I would encourage you to adapt an attitude of loving acceptance towards your FIL. If you see him as fundamentally a kind, loving, but imperfect (and sometimes misguided) person, then you will see his positive traits first and be able to tolerate, with love, his less than perfect traits. All of us want to be accepted for who we are. To some degree, this is why you are reacting to him–because he is rejecting you for who you are–ill and unable to have his grandchildren and bedridden and not perfect. Hard as it is, the only way to break this cycle is for someone (and that would be you!:wink: ) to respond in love and charity.


#19

It could be that your FIL sees something in you, that he wished he had. I believe the problem is with your FIL not you.


#20

Hi All,

I appreciate your advice so much. I think this site is
full of intelligent, understanding people.

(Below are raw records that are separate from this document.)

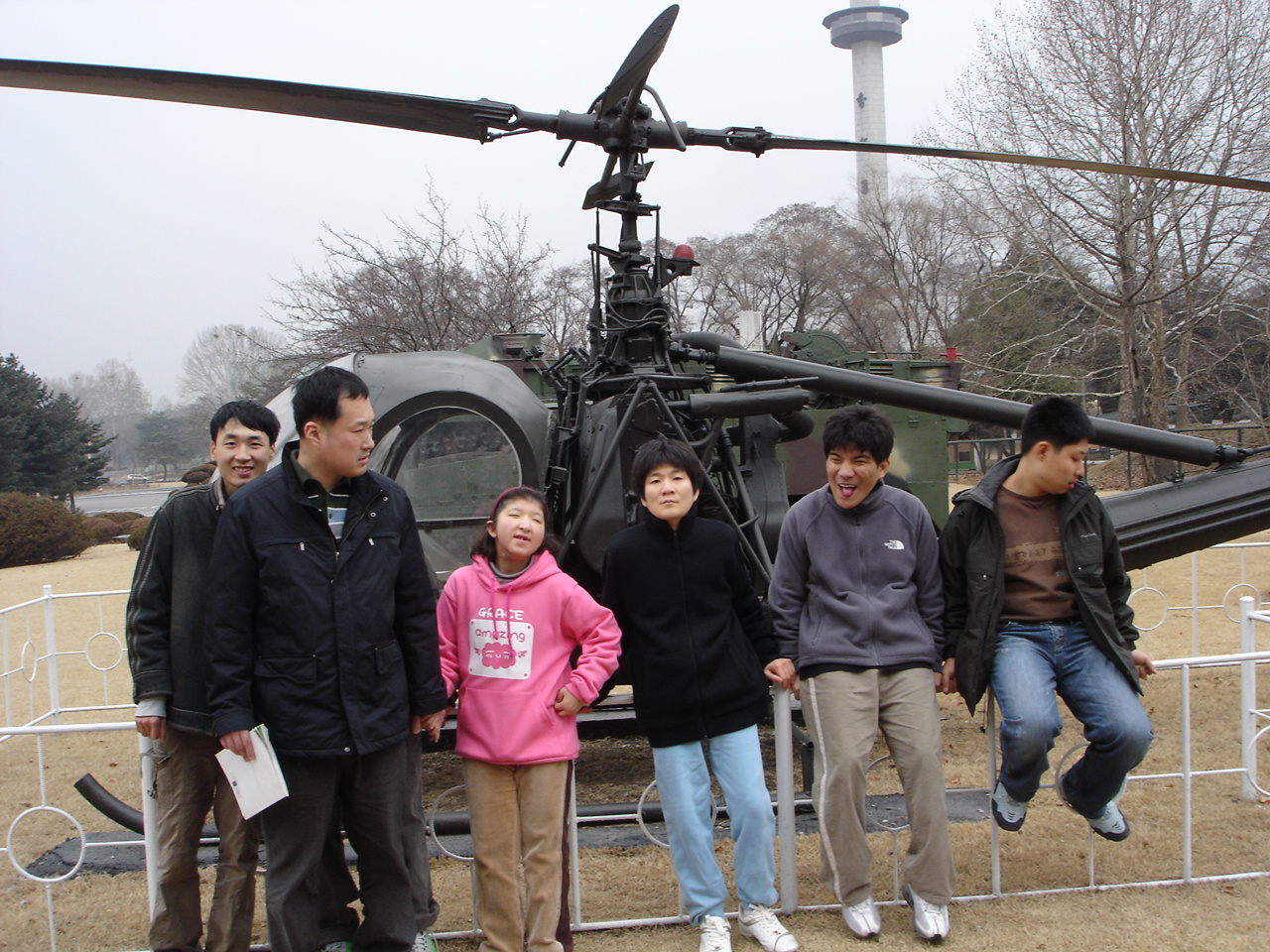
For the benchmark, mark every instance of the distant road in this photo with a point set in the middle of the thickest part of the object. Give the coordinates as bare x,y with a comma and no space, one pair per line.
145,502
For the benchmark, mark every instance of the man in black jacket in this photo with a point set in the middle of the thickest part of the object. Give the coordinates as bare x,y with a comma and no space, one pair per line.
1037,602
166,653
322,627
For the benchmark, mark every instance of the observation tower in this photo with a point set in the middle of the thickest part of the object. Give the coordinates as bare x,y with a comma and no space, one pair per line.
865,30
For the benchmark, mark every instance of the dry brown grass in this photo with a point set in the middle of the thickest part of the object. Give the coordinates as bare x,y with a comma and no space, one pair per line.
103,912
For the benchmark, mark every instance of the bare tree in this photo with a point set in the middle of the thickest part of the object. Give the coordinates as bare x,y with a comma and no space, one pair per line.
112,395
910,268
788,270
231,362
1169,82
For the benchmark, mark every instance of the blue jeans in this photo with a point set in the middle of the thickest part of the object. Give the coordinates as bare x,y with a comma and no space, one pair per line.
684,780
1033,661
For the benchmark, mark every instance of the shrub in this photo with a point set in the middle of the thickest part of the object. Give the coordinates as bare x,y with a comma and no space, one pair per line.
198,474
119,518
137,532
102,530
40,530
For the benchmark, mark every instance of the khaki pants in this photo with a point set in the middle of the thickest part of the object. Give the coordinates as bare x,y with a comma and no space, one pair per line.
517,839
189,782
843,711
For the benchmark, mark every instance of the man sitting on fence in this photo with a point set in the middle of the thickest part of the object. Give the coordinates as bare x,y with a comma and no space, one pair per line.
1037,602
166,652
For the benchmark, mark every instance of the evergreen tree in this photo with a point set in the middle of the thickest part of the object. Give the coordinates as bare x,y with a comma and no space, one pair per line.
48,445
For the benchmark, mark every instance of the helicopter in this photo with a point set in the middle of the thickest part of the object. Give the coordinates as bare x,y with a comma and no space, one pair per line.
454,428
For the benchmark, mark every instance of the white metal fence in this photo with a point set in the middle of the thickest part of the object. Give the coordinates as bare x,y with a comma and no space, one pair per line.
44,644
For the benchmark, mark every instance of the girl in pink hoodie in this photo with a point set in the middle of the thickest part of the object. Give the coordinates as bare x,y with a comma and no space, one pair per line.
508,625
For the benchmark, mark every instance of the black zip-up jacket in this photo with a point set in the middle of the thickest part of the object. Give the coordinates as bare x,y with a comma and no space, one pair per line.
973,557
331,648
168,603
695,638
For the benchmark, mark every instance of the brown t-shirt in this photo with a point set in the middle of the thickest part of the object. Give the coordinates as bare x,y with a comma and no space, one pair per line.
1037,584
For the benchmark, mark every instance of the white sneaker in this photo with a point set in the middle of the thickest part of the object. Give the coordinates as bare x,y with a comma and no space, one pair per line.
862,919
930,920
761,924
715,934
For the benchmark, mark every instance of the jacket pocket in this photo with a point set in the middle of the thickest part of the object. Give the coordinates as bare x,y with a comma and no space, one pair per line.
302,669
509,726
388,657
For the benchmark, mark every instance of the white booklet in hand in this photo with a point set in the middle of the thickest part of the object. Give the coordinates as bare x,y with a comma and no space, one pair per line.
257,783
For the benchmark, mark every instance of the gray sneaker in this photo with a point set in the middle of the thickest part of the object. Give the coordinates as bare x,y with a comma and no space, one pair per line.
862,919
761,924
1110,824
715,934
930,919
1007,811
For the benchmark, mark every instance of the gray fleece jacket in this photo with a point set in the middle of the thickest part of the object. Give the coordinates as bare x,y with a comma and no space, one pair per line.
858,587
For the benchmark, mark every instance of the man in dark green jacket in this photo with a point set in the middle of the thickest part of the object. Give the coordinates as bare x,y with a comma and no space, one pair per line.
1037,602
169,683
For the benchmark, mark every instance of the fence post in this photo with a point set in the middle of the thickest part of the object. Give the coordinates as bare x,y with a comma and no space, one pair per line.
1248,697
55,703
785,833
150,817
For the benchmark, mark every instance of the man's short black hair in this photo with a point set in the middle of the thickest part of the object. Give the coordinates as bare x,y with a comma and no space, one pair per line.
250,414
1057,420
860,426
318,395
662,451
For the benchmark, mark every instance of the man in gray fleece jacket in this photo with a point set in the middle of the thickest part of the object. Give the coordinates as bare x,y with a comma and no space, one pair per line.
856,599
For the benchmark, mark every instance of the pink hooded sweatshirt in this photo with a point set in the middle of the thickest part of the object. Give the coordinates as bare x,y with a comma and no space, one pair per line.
507,647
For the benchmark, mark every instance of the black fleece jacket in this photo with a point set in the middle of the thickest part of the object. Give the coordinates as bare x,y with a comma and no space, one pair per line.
695,636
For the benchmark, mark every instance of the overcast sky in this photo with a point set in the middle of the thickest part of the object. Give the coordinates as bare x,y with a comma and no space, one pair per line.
128,226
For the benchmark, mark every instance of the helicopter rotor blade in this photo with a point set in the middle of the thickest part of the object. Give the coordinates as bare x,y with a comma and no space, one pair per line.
445,117
633,73
608,186
760,140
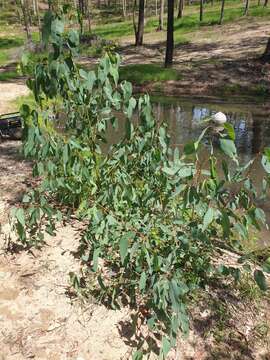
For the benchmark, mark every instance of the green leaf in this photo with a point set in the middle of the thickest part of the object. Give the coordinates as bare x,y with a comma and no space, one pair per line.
266,163
165,346
230,130
228,147
142,282
260,279
208,218
57,26
138,355
190,148
20,216
124,243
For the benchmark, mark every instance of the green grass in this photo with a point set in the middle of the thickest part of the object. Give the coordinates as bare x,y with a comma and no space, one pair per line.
144,73
26,99
8,75
189,23
4,57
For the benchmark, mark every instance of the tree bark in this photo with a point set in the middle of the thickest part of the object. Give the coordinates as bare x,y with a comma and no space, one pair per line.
89,15
180,9
38,17
124,8
140,29
170,39
246,8
266,55
201,10
222,12
24,7
161,16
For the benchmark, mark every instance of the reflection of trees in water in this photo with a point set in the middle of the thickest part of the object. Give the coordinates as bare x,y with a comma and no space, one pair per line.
257,139
252,132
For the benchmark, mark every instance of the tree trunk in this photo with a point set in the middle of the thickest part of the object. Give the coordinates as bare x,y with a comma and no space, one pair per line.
124,8
24,6
246,8
222,12
38,17
266,55
140,29
201,10
89,15
161,16
180,9
170,40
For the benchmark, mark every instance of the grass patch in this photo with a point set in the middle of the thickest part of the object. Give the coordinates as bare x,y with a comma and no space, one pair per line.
143,73
4,57
189,23
8,43
9,75
26,99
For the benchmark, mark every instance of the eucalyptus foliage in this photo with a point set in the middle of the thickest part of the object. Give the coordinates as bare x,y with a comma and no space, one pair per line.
154,216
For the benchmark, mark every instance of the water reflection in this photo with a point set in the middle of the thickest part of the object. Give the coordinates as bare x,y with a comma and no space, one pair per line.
252,131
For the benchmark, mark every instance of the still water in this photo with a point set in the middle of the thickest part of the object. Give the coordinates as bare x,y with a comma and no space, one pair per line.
184,118
252,129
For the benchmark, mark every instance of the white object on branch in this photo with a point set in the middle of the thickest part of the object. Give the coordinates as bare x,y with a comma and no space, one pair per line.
219,118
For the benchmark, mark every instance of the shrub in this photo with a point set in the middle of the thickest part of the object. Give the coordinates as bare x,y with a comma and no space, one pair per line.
154,216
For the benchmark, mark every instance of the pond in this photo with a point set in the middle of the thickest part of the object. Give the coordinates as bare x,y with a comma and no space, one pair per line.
252,130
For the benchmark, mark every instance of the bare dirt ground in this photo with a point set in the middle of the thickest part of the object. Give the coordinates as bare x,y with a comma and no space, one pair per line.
38,317
212,63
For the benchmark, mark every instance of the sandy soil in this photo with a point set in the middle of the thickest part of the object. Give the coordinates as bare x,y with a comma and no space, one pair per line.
9,92
212,62
38,317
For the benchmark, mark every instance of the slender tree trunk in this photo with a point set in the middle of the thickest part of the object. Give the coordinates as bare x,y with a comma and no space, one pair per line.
246,8
38,17
89,15
180,9
140,29
24,6
124,8
266,55
170,39
222,12
201,10
161,16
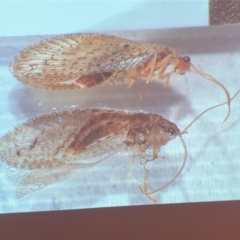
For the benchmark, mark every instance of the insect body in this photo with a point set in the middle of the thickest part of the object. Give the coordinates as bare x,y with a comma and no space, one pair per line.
87,60
52,146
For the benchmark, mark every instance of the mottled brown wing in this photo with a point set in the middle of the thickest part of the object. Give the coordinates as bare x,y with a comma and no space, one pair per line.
57,63
37,151
43,142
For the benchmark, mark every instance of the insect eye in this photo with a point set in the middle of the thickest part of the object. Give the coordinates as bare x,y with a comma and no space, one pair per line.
171,131
187,59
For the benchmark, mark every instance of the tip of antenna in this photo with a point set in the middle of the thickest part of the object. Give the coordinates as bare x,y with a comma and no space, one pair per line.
210,78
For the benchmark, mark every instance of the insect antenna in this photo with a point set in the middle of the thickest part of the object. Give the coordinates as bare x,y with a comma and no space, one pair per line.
210,78
208,109
177,174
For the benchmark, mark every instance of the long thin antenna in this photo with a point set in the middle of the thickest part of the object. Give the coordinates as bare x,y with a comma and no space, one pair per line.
210,78
208,110
179,171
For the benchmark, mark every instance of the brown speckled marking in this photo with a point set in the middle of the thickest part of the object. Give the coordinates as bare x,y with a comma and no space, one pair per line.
54,145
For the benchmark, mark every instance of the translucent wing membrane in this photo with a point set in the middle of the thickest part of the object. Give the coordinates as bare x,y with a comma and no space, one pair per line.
53,146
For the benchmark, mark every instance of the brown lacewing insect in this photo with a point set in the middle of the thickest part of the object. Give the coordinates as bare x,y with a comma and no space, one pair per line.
48,148
52,146
87,60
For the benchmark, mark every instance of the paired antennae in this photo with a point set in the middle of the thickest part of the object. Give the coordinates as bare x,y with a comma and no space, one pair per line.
184,144
210,78
221,104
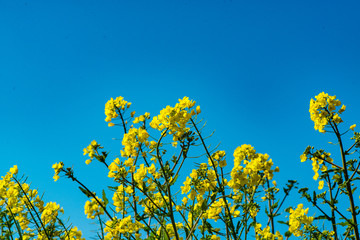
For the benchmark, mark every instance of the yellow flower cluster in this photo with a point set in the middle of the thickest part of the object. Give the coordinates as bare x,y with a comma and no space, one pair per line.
257,167
120,198
57,168
298,218
202,180
93,209
154,202
322,111
170,230
50,212
175,118
317,159
265,234
91,151
218,156
131,141
112,106
122,226
14,196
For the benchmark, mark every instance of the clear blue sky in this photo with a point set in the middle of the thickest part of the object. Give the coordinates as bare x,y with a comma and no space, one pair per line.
252,66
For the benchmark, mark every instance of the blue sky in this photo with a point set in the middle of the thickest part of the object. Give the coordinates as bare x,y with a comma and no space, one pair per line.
252,66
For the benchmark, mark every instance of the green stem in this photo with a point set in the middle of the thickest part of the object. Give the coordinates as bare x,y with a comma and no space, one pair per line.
348,184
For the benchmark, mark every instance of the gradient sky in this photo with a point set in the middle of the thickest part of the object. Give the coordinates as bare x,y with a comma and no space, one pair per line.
252,66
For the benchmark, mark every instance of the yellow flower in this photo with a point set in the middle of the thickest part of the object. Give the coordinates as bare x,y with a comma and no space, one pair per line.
14,170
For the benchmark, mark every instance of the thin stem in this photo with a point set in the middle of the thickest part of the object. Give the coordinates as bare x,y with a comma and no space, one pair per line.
218,180
348,184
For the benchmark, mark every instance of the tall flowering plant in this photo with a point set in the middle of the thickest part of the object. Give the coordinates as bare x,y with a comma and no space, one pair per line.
155,197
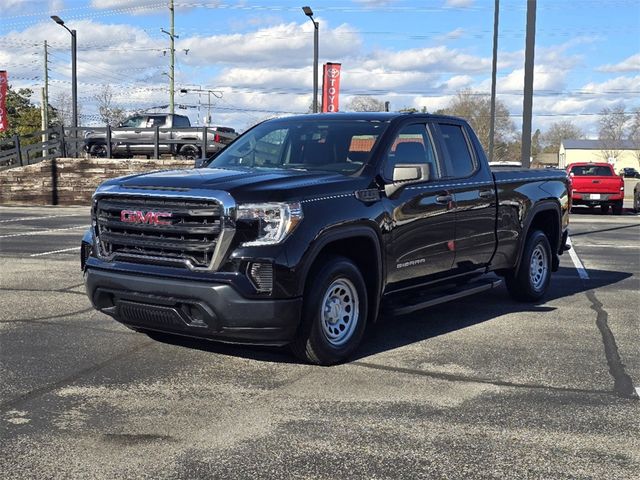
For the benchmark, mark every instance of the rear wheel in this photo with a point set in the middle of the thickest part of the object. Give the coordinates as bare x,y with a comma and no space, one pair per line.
334,312
531,281
189,152
617,208
98,150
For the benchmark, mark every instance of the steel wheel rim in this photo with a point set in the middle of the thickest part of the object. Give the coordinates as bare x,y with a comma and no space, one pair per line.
339,312
539,267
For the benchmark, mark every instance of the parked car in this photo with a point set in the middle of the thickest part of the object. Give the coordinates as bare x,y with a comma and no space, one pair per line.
136,136
305,228
596,184
630,172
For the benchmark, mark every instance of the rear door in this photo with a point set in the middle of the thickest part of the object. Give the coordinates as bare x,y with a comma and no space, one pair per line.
473,189
422,215
595,182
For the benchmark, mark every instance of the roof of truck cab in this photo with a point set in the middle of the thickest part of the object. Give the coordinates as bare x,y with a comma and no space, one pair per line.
368,116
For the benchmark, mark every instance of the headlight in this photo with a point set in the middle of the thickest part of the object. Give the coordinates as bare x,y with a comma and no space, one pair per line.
275,221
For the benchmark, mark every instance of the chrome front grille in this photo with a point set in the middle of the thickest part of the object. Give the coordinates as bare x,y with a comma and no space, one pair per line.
188,233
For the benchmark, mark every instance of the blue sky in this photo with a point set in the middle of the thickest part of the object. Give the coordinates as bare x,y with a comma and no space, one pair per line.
258,53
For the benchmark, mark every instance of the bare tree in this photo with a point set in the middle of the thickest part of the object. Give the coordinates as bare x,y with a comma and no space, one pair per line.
109,113
365,103
476,109
559,131
612,131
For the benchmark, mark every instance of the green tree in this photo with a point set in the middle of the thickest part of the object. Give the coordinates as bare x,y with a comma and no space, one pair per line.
476,109
612,131
557,132
365,103
23,117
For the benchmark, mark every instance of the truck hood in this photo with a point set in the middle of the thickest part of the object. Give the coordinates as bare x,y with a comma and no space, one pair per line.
245,185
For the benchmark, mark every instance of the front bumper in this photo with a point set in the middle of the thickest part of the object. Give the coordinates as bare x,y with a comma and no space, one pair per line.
596,199
192,308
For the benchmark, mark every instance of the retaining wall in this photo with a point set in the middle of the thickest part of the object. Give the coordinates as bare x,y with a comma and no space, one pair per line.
70,181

Sirach, you may be right and thanks for seeing my strength,
CupofKindness. And yes, I’ve got alot of Polyanna in me. However,
I think it’s unlikely that I’ll help someone change; still hold
out hope though.

Chiara, I’m hoping I can learn to stand up for
myself and still respond to him with love and charity. :gopray:
The anger I feel is very toxic and I can’t exercise
or go out to get rid of it.

I forgot to mention that out of everyone in their family,
my FIL and I have the most conversations and we have alot
of common interests. That’s also why I’m so angry with him.
I enjoy socializing and don’t get a chance to very often but
I don’t feel comfortable talking to him now that I perceive
his verbal abuse. It seems that he isn’t interested in
discussing things we agree on, he keeps changing topics until he
finds where we disagree. I was o.k. with that before because I
assumed he liked to debate like I do. (One of the things I miss
about college.) But I didn’t feel good later after debating
with him. I didn’t know why but now that I’ve read more about
verbal abuse I’ve learned about Countering. Countering is when
verbal abusers argue against your thoughts, perceptions,
or experiences of life itself. They feel that they have to win at all
costs and they look at every interaction as having a winner and a loser.

My FIL often refuses to believe what I say. He discounts my
experiences and won’t let up but then acts uninterested
if say, my husband comes along and can verify what I’m saying.
And the weird thing is, it’s my FIL who almost always starts
the convo in the first place. I’m usually involved in reading
or projects of some kind and he constantly interrupts me.

Almost every interaction with this man infuriorates me. Not
at the time so much, but later. As if there’s a part of me that’s
trying to get my attention and say,“This is not o.k. and
Look how you’re being treated”. And it’s going to replay the interaction in my mind continually until I take some action.

Wow, Getting input from y’all is quite therapeutic. You’re
all like angels to me. :angel1: Now I feel like I have support. Before I felt like I was going crazy.